= William Muhlenberg Hiester =

American politician

William Muhlenberg Hiester (May 15, 1818 – August 16, 1878) was an American political and military leader from Pennsylvania who served as Democratic Speaker of the Pennsylvania State Senate for the 5th district from 1853 to 1857. He was a member of the Muhlenberg/Hiester Family political dynasty.

==Early life and education==
Hiester was born in Reading, Pennsylvania to Dr. Isaac and Mrs. Hester Muhlenberg Hiester. He was the grandson of General Peter Muhlenberg and the great grandson of Henry Muhlenberg. He was the father of Isaac Hiester, uncle of Hiester Clymer, and nephew of John Hiester and Daniel Hiester.

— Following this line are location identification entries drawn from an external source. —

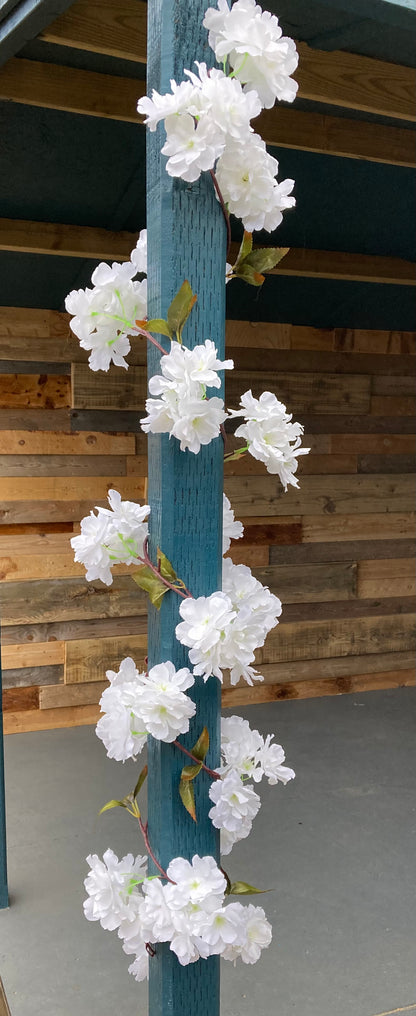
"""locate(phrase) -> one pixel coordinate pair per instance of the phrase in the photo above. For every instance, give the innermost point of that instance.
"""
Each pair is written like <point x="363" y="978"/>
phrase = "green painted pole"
<point x="186" y="240"/>
<point x="4" y="899"/>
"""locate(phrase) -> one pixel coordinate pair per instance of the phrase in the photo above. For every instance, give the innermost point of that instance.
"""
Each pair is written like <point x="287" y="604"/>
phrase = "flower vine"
<point x="208" y="124"/>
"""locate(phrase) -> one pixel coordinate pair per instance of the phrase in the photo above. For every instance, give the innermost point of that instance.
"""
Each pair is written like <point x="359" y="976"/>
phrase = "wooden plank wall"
<point x="339" y="552"/>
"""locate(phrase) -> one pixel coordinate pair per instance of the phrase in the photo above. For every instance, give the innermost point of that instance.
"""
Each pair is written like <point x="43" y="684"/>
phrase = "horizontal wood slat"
<point x="87" y="659"/>
<point x="339" y="78"/>
<point x="90" y="242"/>
<point x="110" y="97"/>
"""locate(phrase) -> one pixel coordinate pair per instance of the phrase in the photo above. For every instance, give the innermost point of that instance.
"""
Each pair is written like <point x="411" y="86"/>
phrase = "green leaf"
<point x="187" y="798"/>
<point x="243" y="889"/>
<point x="166" y="568"/>
<point x="200" y="748"/>
<point x="112" y="804"/>
<point x="140" y="781"/>
<point x="265" y="258"/>
<point x="248" y="273"/>
<point x="159" y="325"/>
<point x="190" y="771"/>
<point x="153" y="585"/>
<point x="245" y="247"/>
<point x="180" y="309"/>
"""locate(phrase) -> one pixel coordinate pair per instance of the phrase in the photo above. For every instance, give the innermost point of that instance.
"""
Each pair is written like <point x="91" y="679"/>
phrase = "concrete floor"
<point x="338" y="843"/>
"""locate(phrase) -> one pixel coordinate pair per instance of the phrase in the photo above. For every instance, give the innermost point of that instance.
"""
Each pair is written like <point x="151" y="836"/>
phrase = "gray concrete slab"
<point x="337" y="844"/>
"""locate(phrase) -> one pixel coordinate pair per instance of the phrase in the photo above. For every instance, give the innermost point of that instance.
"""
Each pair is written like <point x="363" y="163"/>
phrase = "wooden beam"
<point x="337" y="78"/>
<point x="357" y="82"/>
<point x="90" y="93"/>
<point x="90" y="242"/>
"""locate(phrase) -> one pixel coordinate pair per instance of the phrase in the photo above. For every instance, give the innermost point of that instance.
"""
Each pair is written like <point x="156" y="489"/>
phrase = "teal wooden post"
<point x="186" y="240"/>
<point x="4" y="900"/>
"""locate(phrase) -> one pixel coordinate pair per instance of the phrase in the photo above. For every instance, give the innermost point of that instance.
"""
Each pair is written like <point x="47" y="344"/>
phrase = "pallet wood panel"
<point x="374" y="525"/>
<point x="71" y="695"/>
<point x="337" y="77"/>
<point x="35" y="391"/>
<point x="87" y="659"/>
<point x="104" y="96"/>
<point x="69" y="599"/>
<point x="49" y="719"/>
<point x="36" y="654"/>
<point x="66" y="630"/>
<point x="232" y="698"/>
<point x="40" y="443"/>
<point x="301" y="583"/>
<point x="350" y="495"/>
<point x="395" y="577"/>
<point x="320" y="639"/>
<point x="354" y="550"/>
<point x="25" y="677"/>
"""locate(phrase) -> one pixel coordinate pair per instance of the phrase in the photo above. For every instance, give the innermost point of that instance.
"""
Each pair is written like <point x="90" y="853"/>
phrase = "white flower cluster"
<point x="271" y="435"/>
<point x="188" y="911"/>
<point x="208" y="117"/>
<point x="183" y="410"/>
<point x="245" y="755"/>
<point x="115" y="535"/>
<point x="224" y="630"/>
<point x="105" y="315"/>
<point x="136" y="704"/>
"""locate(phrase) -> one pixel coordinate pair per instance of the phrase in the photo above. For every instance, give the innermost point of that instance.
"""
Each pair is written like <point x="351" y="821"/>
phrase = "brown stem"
<point x="211" y="772"/>
<point x="223" y="208"/>
<point x="151" y="338"/>
<point x="146" y="561"/>
<point x="143" y="830"/>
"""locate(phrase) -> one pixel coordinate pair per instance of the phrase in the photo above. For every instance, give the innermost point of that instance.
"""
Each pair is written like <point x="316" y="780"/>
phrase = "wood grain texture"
<point x="36" y="654"/>
<point x="346" y="79"/>
<point x="232" y="698"/>
<point x="339" y="78"/>
<point x="62" y="465"/>
<point x="314" y="582"/>
<point x="111" y="97"/>
<point x="87" y="659"/>
<point x="374" y="525"/>
<point x="49" y="719"/>
<point x="28" y="676"/>
<point x="66" y="630"/>
<point x="354" y="550"/>
<point x="396" y="577"/>
<point x="93" y="242"/>
<point x="69" y="599"/>
<point x="348" y="495"/>
<point x="48" y="443"/>
<point x="323" y="639"/>
<point x="116" y="389"/>
<point x="35" y="391"/>
<point x="71" y="695"/>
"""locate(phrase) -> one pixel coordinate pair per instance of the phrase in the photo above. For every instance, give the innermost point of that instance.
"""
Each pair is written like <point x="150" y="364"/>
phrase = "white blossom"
<point x="235" y="805"/>
<point x="246" y="177"/>
<point x="108" y="884"/>
<point x="254" y="933"/>
<point x="251" y="40"/>
<point x="105" y="315"/>
<point x="120" y="728"/>
<point x="249" y="755"/>
<point x="183" y="409"/>
<point x="115" y="535"/>
<point x="231" y="528"/>
<point x="271" y="435"/>
<point x="162" y="705"/>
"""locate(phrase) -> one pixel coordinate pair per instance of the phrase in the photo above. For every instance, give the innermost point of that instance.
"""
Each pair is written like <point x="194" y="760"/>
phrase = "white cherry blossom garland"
<point x="208" y="123"/>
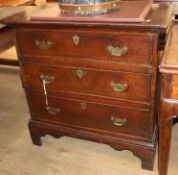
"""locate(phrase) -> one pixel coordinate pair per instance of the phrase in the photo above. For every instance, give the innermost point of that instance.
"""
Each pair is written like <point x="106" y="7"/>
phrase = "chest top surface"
<point x="158" y="18"/>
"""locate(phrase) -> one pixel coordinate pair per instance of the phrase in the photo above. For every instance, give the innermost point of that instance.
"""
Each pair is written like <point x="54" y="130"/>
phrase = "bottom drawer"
<point x="91" y="116"/>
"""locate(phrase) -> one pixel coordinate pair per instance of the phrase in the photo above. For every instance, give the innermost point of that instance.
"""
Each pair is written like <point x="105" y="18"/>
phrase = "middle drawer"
<point x="123" y="85"/>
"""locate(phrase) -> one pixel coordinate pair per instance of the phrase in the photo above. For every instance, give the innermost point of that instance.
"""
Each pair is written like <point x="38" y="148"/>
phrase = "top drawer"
<point x="125" y="47"/>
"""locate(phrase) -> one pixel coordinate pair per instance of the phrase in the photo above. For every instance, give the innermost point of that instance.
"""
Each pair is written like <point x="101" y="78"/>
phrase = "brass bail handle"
<point x="117" y="51"/>
<point x="47" y="79"/>
<point x="119" y="87"/>
<point x="76" y="39"/>
<point x="52" y="110"/>
<point x="80" y="73"/>
<point x="118" y="121"/>
<point x="43" y="45"/>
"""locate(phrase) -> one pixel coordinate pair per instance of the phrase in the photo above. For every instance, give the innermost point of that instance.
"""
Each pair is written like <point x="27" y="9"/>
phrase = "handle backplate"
<point x="52" y="110"/>
<point x="43" y="45"/>
<point x="118" y="121"/>
<point x="76" y="39"/>
<point x="117" y="51"/>
<point x="119" y="87"/>
<point x="47" y="79"/>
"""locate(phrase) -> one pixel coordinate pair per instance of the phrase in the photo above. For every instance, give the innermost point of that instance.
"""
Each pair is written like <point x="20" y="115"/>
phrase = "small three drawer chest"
<point x="93" y="80"/>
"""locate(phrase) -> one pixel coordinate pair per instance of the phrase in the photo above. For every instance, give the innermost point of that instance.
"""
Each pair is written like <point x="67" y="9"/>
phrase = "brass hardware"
<point x="53" y="111"/>
<point x="83" y="105"/>
<point x="80" y="73"/>
<point x="47" y="79"/>
<point x="118" y="121"/>
<point x="117" y="51"/>
<point x="118" y="87"/>
<point x="76" y="39"/>
<point x="43" y="45"/>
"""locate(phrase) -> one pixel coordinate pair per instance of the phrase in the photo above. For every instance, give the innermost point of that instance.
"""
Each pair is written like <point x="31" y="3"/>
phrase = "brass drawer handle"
<point x="119" y="87"/>
<point x="53" y="111"/>
<point x="83" y="105"/>
<point x="80" y="73"/>
<point x="47" y="79"/>
<point x="76" y="39"/>
<point x="117" y="51"/>
<point x="118" y="121"/>
<point x="43" y="45"/>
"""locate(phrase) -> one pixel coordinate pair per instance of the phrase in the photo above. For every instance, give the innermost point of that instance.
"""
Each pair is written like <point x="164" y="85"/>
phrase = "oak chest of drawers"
<point x="95" y="81"/>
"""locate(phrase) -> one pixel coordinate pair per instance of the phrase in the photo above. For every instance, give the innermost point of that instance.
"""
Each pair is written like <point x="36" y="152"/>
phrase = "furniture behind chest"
<point x="6" y="33"/>
<point x="94" y="80"/>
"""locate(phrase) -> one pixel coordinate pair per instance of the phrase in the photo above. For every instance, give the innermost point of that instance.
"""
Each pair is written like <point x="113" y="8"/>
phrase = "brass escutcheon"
<point x="117" y="51"/>
<point x="118" y="121"/>
<point x="80" y="73"/>
<point x="76" y="39"/>
<point x="52" y="110"/>
<point x="119" y="87"/>
<point x="83" y="105"/>
<point x="47" y="79"/>
<point x="43" y="45"/>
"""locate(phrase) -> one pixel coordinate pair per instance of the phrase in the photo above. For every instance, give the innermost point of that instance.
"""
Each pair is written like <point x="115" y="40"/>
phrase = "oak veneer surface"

He graduated from Bristol College in Pennsylvania, studied law at Harvard University and was admitted to the bar. He practiced law in Erie, Pennsylvania and later in Reading with his partner Henry A. Muhlenberg.

==Career==
Hiester served in the Pennsylvania State Senate as a Democrat from 1853 to 1855 and was Speaker in 1855.

In January 1858, he was appointed Secretary of the Commonwealth by Governor William F. Packer.

During the American Civil War invasion of Pennsylvania by Robert E. Lee in the summer of 1863, Hiester was commissioned a Major in the Militia by Governor Andrew Curtin and raised 8,000 troops for the state's defense.

During the war, Hiester switched to the Republican Party and ran unsuccessfully for the United States House of Representatives in 1864.